= Blasco II Alagona =

Nobleman in 14th century Sicily

Blasco II Alagona (died 23 October 1355), called Blasco the Younger, was a nobleman in fourteenth century Sicily.

== Early life and family ==
Born in Sicily in the late 13th century, he was the grandson and successor of Blasco the Elder. The family originated in Alagón.

== Career ==
Blasco was very close to the ruling house, also of Aragonese origin, and received many favours from them. The Alagona family was the most powerful in Catania at first and then eastern and eventually, under Blasco II, all of Sicily. In 1320, Frederick II of Sicily ceded the Castle of Aci, expropriated from Margherita, descendant of the Admiral Roger of Lauria, to Blasco. In 1326, Blasco defended the city of Palermo from the Angevins. While there, Beltrando del Balzo pillaged Aci.
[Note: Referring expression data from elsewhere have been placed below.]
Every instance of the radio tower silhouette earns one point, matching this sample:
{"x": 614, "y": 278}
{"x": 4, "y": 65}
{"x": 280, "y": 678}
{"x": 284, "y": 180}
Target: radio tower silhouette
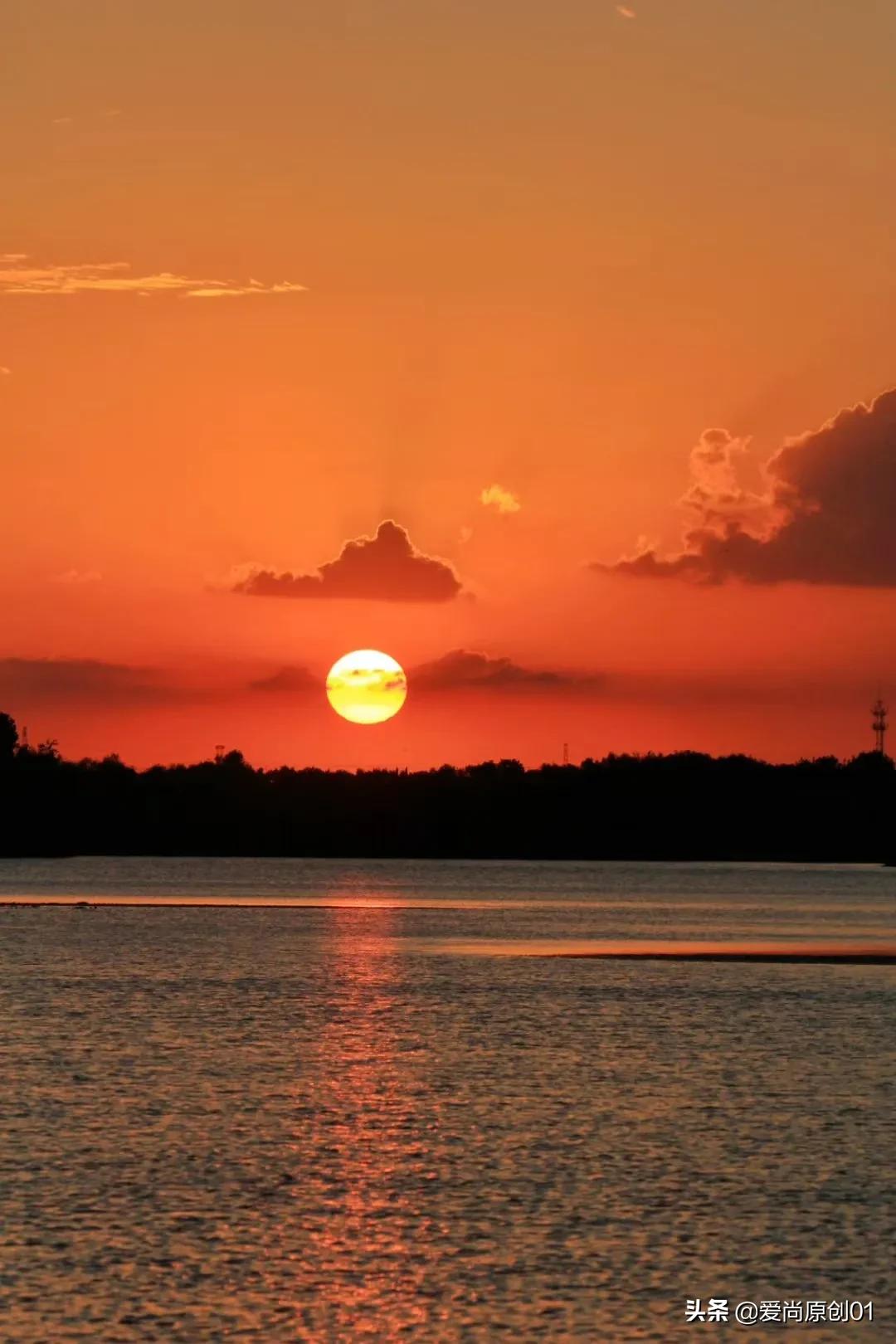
{"x": 879, "y": 723}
During the reign of Peter II, Blasco was the Grand Justiciar of the realm. Giovanni of Randazzo, brother of Peter, appointed him regent for his nephew, the young King Louis. As regent, Blasco was opposed by Matteo Palizzi, lord of Tripi and Saponara and vicar of the realm.

== Death and legacy ==
He was killed in a revolt of Messina in 1355. He was succeeded by his son Artale I d'Alagona.